In Senior Year at Topeka High in the New York Times, Anemona Hartocollis talks to 12th graders, their parents and their counselors at her old high school. Nearly all students want to go to college, but some never enroll and many who do never earn a degree, she writes. It’s called the “aspirations-attainment gap.”
“Applying to college requires a huge amount of social capital — the support of family, friends, mentors and teachers — as well as personal drive and initiative,” she writes.
Topeka High is in many ways an all-American school, the largest public high school in this sprawling low-rise city of about 127,000 people. The school has a strong racial, ethnic and economic mix among its 1,800 students.
. . . A handful of students, mainly affluent ones, will go to the Ivy League. But the graduation rate hovers in the low 70 percent range, the principal said; 45 percent of graduates go to a four-year college, and 17 percent go to a two-year college.

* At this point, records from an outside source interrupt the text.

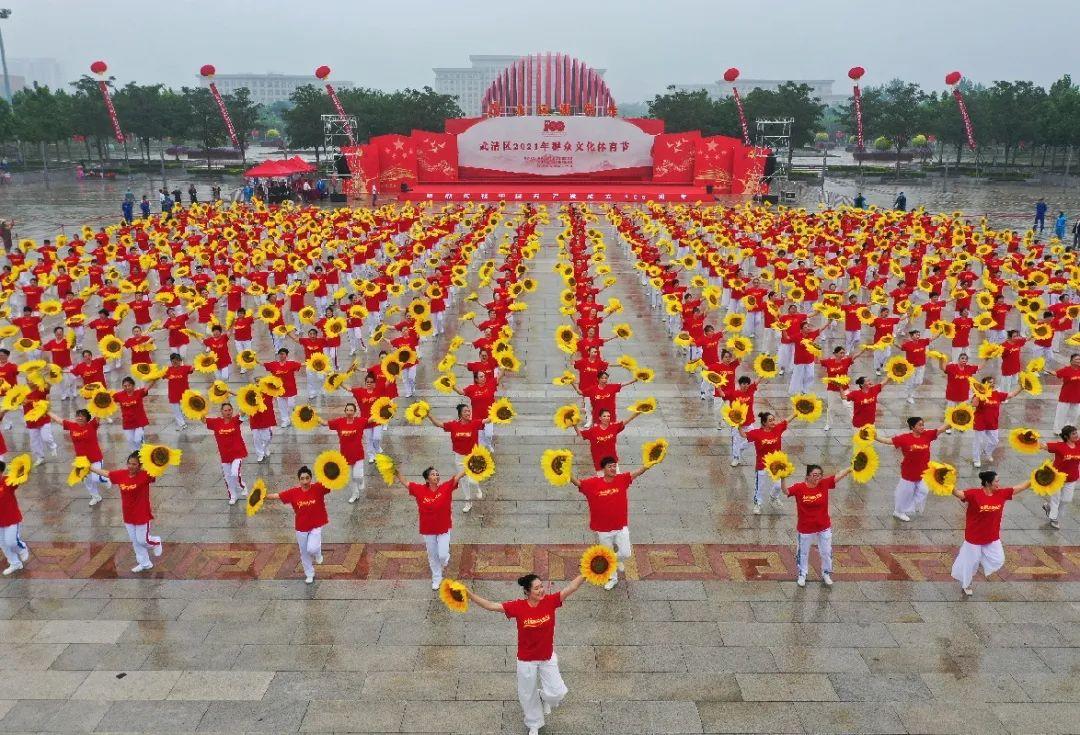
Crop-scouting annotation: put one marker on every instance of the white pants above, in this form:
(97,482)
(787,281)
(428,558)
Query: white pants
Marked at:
(990,556)
(539,682)
(311,548)
(40,438)
(1066,414)
(824,540)
(801,379)
(983,444)
(1065,495)
(260,437)
(468,485)
(11,544)
(233,480)
(909,497)
(618,542)
(761,477)
(439,554)
(134,438)
(143,543)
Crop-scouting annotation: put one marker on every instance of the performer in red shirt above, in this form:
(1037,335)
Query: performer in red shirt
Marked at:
(540,686)
(982,529)
(309,508)
(812,520)
(15,552)
(134,486)
(231,449)
(609,508)
(436,519)
(910,493)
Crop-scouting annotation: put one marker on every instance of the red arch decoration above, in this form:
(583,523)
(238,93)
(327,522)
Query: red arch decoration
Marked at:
(549,82)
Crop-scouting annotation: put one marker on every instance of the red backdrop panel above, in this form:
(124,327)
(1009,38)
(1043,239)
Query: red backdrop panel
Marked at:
(673,157)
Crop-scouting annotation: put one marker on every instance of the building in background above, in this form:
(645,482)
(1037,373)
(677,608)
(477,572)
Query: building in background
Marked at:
(267,89)
(822,87)
(470,83)
(41,71)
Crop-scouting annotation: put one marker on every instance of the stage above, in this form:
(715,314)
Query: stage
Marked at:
(518,191)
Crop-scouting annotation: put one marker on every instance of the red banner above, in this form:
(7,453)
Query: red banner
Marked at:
(742,116)
(968,128)
(340,111)
(859,118)
(112,111)
(225,114)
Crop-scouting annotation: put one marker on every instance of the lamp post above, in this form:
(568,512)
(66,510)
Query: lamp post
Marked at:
(4,13)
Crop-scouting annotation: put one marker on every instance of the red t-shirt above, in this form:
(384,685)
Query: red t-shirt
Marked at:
(132,411)
(983,521)
(84,438)
(766,440)
(350,436)
(608,502)
(433,506)
(811,505)
(1066,459)
(230,443)
(916,451)
(134,495)
(536,626)
(463,435)
(309,506)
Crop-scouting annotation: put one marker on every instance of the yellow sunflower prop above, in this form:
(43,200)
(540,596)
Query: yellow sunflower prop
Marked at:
(556,465)
(18,470)
(478,463)
(778,465)
(256,498)
(454,595)
(653,452)
(332,470)
(305,418)
(766,366)
(1045,479)
(808,407)
(387,468)
(1025,440)
(598,563)
(960,417)
(864,463)
(501,411)
(898,368)
(567,416)
(156,459)
(940,477)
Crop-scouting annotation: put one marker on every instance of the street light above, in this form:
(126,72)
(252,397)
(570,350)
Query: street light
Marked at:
(4,14)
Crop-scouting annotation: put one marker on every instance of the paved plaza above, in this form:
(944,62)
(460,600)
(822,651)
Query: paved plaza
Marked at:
(706,633)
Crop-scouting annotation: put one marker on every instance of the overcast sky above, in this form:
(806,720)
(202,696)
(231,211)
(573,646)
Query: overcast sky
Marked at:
(644,45)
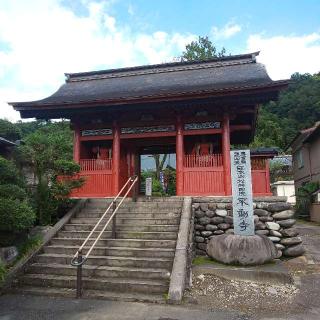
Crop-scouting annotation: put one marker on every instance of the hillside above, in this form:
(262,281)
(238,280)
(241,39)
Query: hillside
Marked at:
(298,107)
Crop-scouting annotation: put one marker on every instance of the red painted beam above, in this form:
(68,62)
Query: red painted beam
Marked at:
(226,154)
(76,145)
(116,158)
(179,157)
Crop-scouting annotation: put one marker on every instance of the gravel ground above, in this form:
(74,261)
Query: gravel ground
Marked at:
(248,297)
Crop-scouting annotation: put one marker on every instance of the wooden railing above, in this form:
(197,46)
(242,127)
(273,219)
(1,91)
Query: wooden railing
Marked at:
(95,164)
(206,161)
(78,259)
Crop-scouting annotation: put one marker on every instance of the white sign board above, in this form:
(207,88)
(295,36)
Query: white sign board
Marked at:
(242,193)
(148,187)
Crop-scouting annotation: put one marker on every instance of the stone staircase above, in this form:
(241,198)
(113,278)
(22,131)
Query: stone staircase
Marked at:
(136,266)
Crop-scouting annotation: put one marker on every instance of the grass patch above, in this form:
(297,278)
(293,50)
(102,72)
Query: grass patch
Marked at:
(3,273)
(24,248)
(166,296)
(201,260)
(307,222)
(28,246)
(198,261)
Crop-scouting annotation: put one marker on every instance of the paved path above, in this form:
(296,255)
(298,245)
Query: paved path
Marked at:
(18,307)
(310,234)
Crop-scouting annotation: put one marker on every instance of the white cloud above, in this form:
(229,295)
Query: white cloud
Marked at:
(284,55)
(226,32)
(46,39)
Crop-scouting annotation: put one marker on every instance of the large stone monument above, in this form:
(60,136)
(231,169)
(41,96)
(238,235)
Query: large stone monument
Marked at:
(243,247)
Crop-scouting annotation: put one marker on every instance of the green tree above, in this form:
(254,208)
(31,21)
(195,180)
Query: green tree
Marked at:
(297,108)
(9,130)
(16,213)
(202,49)
(49,152)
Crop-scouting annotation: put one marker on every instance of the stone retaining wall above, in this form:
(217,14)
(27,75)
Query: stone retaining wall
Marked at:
(273,217)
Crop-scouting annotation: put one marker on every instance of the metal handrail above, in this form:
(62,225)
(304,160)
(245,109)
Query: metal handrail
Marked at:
(78,260)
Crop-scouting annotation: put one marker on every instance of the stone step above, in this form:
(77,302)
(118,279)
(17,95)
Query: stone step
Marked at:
(129,221)
(94,294)
(163,235)
(134,210)
(141,198)
(121,227)
(137,262)
(101,271)
(124,215)
(113,251)
(171,204)
(133,243)
(114,284)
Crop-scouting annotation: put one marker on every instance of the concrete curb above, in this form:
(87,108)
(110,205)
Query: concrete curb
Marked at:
(275,274)
(227,199)
(19,268)
(179,269)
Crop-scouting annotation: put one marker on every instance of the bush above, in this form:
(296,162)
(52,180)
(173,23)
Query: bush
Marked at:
(304,198)
(66,167)
(3,273)
(12,191)
(8,172)
(15,216)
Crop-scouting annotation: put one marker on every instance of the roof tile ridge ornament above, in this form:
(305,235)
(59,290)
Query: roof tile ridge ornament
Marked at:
(163,68)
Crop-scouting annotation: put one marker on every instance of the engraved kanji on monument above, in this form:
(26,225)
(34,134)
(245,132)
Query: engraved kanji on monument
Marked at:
(242,193)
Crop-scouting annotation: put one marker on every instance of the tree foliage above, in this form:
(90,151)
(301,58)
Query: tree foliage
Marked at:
(48,150)
(202,49)
(16,212)
(297,108)
(9,131)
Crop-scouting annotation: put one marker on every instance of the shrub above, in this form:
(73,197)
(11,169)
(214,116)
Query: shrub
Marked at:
(304,197)
(15,216)
(12,191)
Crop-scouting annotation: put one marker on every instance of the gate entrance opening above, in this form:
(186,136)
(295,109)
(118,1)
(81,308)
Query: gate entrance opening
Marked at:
(159,163)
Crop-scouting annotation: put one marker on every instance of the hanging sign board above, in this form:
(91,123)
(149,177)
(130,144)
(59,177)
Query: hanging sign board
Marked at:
(148,187)
(242,193)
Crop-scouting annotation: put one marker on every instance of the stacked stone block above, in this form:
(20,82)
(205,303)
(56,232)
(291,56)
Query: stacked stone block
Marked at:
(272,219)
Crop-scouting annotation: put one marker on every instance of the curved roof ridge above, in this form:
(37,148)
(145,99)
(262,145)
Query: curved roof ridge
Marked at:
(163,67)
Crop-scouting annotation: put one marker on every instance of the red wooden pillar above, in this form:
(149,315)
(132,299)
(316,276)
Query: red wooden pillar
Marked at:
(226,154)
(116,158)
(76,144)
(268,191)
(179,157)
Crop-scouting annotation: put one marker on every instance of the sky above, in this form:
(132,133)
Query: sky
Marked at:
(40,40)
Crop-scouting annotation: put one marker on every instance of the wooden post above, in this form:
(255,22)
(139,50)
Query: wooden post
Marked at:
(179,157)
(116,158)
(268,191)
(76,144)
(226,154)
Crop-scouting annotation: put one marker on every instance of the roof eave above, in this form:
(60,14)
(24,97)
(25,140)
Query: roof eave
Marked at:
(273,86)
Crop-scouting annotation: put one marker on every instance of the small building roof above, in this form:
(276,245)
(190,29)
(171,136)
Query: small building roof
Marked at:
(305,136)
(265,152)
(161,82)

She talks to a boy who’s taking honors classes, but considering technical school as well as college. His farmer dad wants him to enlist in the military or work before starting college. His mother favors college, but doesn’t know how the application process works.
Another boy, a frequent truant from a “downwardly mobile” family, wants to be a musician. Can he do better than his dropout brother?
An ambitious black girl wants to be a doctor. She’s done everything right in high school, but can she get the counseling and financial aid she’ll need to make her dream a reality?